Trois hommes dans une parabole satirique, un huis-clos où l’hilarité et la vivacité, loin de nuire à la gravité du propos, lui donneraient plutôt un relief inattendu. Quelque part au milieu d’un désert, un nouveau venu – Dobbitt – vient prendre son poste de Vérificateur et fait la connaissance de son collègue Hanrahan, avec lequel il lui faudra partager une chambre. Hanrahan voit d’emblée en Dobbitt un rival et le traite comme tel. A ses yeux, il est essentiel de le dégoûter tout de suite, afin que Dobbitt se décide, et le plus tôt sera le mieux, soit à repartir, soit à se suicider (il semble que tel ait été le triste sort du prédécesseur de Dobbitt). Dans ce but, Hanrahan déploie d’entrée de jeu des trésors d’odieuse mauvaise foi, de méchanceté, de mesquinerie humiliante, de logique psychotique, et peu s’en faut que ses efforts pour rendre l’autre fou ne soient couronnés de succès. De son côté, Dobbitt est plutôt du genre conciliant. Pour son propre bien comme pour celui de la compagnie, il se montre toujours prêt à y mettre du sien, à faire un geste pour éviter tout conflit, étouffer dans l’oeuf les équivoques malsaines et ne pas être pris pour un lèche-bottes hypocrite et ambitieux. Bien entendu, leur supérieur hiérarchique, le glauque Merkin, trouve autant de plaisir que d’intérêt à souffler sur les braises. Que faire d’autre, dans ce désert anonyme, pour passer le temps ?


On l’a compris, Sous la ceinture est une pièce qui décrit avec une remarquable acuité un certain monde de l’entreprise. Mais l’entreprise elle-même n’est qu’une métaphore commode, au même titre que le désert ou que les étranges créatures qui y rôdent. Peu importe ce que fabrique cette usine, peu importe quelles unités Dobbitt et Hanrahan sont censés vérifier. Nous ne le saurons jamais, mais nous entrevoyons assez vite que ce désert n’est peut-être pas tout à fait naturel, et que les bêtes aux yeux jaunes qui paraissent assiéger l’usine ont peut-être de bonnes raisons de lui en vouloir. Pendant que les hommes se déchirent et s’égarent dans leurs propres pièges, le monde nocturne et son peuple inquiétant accentuent silencieusement, inexorablement, leur pression sur les palissades…
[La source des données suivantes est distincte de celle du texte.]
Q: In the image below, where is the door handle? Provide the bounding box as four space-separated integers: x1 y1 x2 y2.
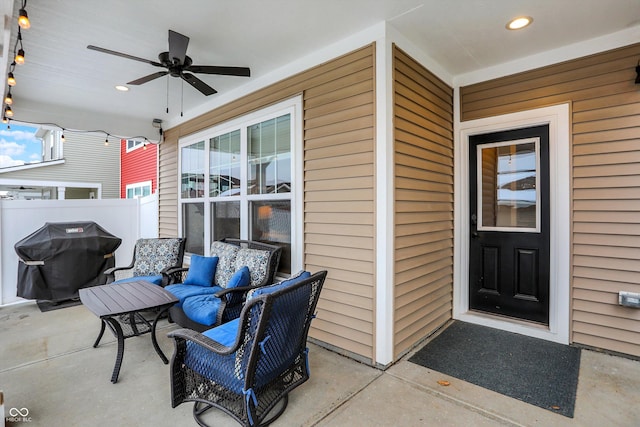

Qu’on me permette d’ajouter que j’ai éprouvé un grand plaisir à traduire cette pièce, variation discrètement orwellienne et faussement légère sur un thème à la Brazil d’un auteur qui m’était – je dois bien l’avouer – parfaitement inconnu. Un ami programmateur me l’a fait connaître, après l’avoir vue montée en Allemagne, il y a quelques années, par Thomas Ostermeier. A ma connaissance, elle n’a jamais été traduite ni mise en scène en France.


Dobbitt, Hanrahan et Merkin sont trois personnages remarquablement dessinés, dont les affrontements, sans aucun temps mort, divertissent, tiennent en haleine et donnent à réfléchir de bout en bout. Je suis convaincu qu’il y a là, pour les trois interprètes des rôles, une extraordinaire matière à jeu.